遅いインターネット

Twitter/Xは2010年頃から始めた。2024年始時点で総ツイート数が7万件近くになっている、そこそこヘビーユーザーな方だと思うが、サービスのありようもユーザー層も変わり、自分の効用的にも翳りが見えてきたので、そろそろ離れたいなあと思っている。ここ1年くらいは、やめたいな~やめたいな~と言いつつ完全に手癖で見続けてしまっている状態なので、決意を込めて、なんでやめたいのか、やめたほうがいいのか、を整理してみる。

いらない情報の押し付けがしんどくなってきた

既に多くの人が言及しているところだが、「自分の好きなもので厳選したシンプルなタイムライン」の提供がなくなったのは大きなマイナスポイント。トレンド設定の国をアラブ首長国連邦にして文字と内容を理解できないようにして、さらにfilterをかけることでフォローしてる人の投稿だけを読むようにしているが、いらない情報が完全に目に入らないようにすることは難しく、ずるずるとそっちを見ては情報疲れしてしまっている。やめたい…。

自分の頭で考えられなくなってきた

だいたいXは年がら年じゅう揉めているので、その議論や主張を眺めていると自分も考えている気分になる。しかし自分の場合、あまり詳しくない分野については、どっちの言い分に理がありそうか程度でぼんやり眺めていて、何か怒りっぽいものが沸いた時だけ勢いで突き放してこき下ろしてしまう。これって意味あるのか? 物事の解決や改善からかえって遠ざかるやり方じゃないか? 自分に多少の専門知識や業務スキルがあるものについては大概「見る気も起きない」ということは、SNSに時間をかけるより、一部でも本を読んで勉強するなり、複数人の話をリアルに聞いたりする方がきっといいんだろうなと思うようになった。

災害時に余計にげんなりする

いわゆるデマやインプ稼ぎ、陰謀論、あさっての方向の主張などが乱立するとき「もうほんと嫌や」の気分になる。役立つ情報もあるのだろうが3:97くらいでごく一部な気がする。この方向性も今後、ひどくなることはあっても改善されることはないだろう。役立つ情報は大概、公的情報または企業からの発信なので、自分が情報を取りに行けば無用なストレスが減って万々歳な気がしてきた。

リアルタイムで追いたい&語りたい情報がなくなった

常に最新情報が欲しい!というアーティストもなくなり、リリースやライブについて「今すぐあれこれ言いたい、リアクションも欲しい」時期が去った。ちょっと寂しいけど、まあ自然な変化だと思う。

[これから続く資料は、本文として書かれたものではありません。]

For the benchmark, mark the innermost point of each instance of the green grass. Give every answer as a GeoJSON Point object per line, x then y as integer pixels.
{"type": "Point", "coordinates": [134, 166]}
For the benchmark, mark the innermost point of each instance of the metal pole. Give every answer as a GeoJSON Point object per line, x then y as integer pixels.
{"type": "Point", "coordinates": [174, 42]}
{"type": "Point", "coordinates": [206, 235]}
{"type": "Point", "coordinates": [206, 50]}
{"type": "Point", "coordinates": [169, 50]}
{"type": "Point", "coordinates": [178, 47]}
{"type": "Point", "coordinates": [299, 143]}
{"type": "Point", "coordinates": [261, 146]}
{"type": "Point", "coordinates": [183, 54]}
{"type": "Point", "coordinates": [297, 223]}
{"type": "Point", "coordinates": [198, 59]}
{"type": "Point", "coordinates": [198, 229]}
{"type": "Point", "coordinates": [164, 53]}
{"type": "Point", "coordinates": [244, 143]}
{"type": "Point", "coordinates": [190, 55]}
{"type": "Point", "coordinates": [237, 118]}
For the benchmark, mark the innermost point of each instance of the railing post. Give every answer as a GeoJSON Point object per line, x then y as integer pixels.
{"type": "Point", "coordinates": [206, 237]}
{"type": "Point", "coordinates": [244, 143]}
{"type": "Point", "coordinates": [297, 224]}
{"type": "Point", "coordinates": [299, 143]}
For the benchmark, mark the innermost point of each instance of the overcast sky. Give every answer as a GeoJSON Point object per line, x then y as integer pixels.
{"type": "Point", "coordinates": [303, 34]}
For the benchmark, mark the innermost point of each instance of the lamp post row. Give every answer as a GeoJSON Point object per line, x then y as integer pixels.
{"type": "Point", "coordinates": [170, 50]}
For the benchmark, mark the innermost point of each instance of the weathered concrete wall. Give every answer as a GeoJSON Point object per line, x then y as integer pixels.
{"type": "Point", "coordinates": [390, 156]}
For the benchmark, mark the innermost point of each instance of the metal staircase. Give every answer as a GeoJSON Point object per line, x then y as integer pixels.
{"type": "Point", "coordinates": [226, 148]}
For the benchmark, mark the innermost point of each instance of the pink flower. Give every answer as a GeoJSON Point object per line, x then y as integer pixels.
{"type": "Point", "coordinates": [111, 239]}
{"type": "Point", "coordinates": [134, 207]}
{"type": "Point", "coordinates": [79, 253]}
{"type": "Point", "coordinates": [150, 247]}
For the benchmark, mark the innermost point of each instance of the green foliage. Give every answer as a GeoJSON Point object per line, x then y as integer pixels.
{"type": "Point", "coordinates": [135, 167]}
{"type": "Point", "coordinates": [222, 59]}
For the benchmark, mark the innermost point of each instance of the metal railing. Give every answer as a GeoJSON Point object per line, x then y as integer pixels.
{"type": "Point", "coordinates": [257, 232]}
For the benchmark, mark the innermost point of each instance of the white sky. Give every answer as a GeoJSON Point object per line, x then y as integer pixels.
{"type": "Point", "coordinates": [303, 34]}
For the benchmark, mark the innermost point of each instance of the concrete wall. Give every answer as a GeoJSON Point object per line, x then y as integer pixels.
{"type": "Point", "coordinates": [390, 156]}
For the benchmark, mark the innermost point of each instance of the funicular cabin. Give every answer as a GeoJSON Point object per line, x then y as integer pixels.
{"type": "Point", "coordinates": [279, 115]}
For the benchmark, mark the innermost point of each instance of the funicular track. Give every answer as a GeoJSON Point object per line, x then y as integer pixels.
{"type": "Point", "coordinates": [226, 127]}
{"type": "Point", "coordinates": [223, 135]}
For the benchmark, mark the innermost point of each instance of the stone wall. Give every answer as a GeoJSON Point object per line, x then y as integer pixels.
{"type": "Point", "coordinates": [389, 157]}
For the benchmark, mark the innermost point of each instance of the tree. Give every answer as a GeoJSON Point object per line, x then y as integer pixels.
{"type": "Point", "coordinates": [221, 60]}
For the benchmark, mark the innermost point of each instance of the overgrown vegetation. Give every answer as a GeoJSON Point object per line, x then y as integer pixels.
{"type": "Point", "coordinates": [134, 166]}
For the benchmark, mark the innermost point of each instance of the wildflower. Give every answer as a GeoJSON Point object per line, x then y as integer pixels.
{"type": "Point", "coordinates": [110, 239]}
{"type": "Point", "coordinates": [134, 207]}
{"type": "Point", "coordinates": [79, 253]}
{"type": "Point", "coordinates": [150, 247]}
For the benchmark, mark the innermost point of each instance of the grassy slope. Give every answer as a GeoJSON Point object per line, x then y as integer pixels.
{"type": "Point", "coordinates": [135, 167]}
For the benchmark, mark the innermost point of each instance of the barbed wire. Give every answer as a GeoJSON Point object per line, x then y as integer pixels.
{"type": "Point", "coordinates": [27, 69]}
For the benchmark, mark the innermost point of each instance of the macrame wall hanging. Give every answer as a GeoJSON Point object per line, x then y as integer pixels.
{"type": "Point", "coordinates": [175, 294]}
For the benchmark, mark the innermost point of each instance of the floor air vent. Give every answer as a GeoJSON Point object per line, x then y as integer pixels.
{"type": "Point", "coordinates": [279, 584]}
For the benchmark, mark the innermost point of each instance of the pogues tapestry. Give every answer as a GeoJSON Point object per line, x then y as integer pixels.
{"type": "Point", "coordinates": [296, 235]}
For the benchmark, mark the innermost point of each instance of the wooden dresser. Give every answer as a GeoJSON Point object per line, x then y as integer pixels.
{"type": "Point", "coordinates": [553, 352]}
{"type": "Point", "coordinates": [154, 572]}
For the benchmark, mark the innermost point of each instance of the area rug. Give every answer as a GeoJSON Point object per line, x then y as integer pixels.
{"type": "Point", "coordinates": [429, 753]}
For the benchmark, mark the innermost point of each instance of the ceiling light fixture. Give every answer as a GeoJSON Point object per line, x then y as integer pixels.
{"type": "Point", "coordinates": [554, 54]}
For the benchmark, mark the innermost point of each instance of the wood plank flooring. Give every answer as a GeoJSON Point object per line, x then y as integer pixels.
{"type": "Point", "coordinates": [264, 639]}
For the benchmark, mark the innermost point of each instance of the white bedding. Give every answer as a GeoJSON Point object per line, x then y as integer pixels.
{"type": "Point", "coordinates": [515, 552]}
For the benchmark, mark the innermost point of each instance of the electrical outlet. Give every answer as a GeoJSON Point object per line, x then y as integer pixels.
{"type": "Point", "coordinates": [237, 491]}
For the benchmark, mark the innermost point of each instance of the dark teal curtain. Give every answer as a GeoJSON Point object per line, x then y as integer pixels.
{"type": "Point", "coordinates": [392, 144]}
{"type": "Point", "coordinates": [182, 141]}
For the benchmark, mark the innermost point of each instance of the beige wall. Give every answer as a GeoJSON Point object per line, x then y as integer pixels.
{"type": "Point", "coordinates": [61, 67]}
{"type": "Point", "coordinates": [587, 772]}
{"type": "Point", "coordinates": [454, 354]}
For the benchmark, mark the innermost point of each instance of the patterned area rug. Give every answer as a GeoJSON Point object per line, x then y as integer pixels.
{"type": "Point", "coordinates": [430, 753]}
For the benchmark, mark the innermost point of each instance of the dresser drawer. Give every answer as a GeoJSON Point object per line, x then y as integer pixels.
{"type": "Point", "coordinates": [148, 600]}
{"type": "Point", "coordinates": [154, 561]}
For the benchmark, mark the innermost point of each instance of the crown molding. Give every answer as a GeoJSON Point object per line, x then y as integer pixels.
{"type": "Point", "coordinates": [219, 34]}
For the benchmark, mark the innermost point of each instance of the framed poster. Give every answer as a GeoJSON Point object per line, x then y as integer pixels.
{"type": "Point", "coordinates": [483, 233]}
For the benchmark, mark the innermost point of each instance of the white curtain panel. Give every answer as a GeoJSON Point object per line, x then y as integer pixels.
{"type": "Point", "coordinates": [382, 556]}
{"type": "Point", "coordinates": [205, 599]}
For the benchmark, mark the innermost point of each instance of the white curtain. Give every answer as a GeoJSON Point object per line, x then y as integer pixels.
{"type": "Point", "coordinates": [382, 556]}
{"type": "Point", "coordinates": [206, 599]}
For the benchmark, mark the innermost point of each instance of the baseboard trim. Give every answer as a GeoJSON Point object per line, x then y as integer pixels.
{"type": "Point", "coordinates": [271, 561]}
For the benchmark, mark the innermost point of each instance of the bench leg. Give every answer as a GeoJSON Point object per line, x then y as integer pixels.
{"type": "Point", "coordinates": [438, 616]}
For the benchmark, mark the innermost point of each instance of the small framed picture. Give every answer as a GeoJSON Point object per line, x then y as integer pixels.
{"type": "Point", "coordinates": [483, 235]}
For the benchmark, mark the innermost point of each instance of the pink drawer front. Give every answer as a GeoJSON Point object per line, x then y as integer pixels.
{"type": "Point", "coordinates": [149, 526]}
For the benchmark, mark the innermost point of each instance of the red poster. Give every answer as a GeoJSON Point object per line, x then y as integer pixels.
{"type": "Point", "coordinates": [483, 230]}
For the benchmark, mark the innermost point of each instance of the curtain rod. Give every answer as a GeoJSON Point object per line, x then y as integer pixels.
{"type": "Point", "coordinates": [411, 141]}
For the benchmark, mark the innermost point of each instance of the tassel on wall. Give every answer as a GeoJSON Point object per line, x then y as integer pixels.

「ここでしか得られない情報」は実はそこまで必要なものじゃなかった

知らなかった旅先の風景、整った部屋や美食、かわいい犬猫たち。素敵。でもその情報が、その時々の刺激以外に自分に何かを与えてくれたかというと、特に思い当たらない。消費速度も重さもめちゃめちゃ軽い。きれいな画像で見たものや、おおげさなPRで提供される物事の追体験をすることが無意味だとは言わないが、少なくとも自分の中で湧いてくるものが一番目で、知り合いが嬉しそうに教えてくれるものや仕事で味わった課題に関することが二番目でいいと思う。SNSはその秩序をガーッとなぎ倒してしまうところがある、と思う。刺激として強すぎるんかなあ。

それでも残るさびしさと承認欲求との付き合い方を模索したい

今Xで相互フォローしている人はほぼ全員リアルで会った事のある人で、つきあい(?)としては10年選手も多い。他県とかに住んでいてもう滅多に会う機会もない人の生活を垣間見れることは楽しい。数件の「いいね」(ふぁぼ)であっても、あの人に「そうだそうだ」と思って貰えた事がうれしい。この効用が僅かでも残っている限り、アカウントまで消すのはもったいない気がしてしまう。とりあえずは通勤と寝床でXを見ない事から始めて、徐々に離れていけたらいい。

ここまで書いて、なんだか乳離れみたいだなと思った。乳離れをするには新しいものの味に慣れて、その複雑さと楽しみを見出すべし、だと思うので、とにかくちょっとずつやってみよう。タイトルは宇野常寛の著書より、SNSに疲れてしまった方は一読おすすめです。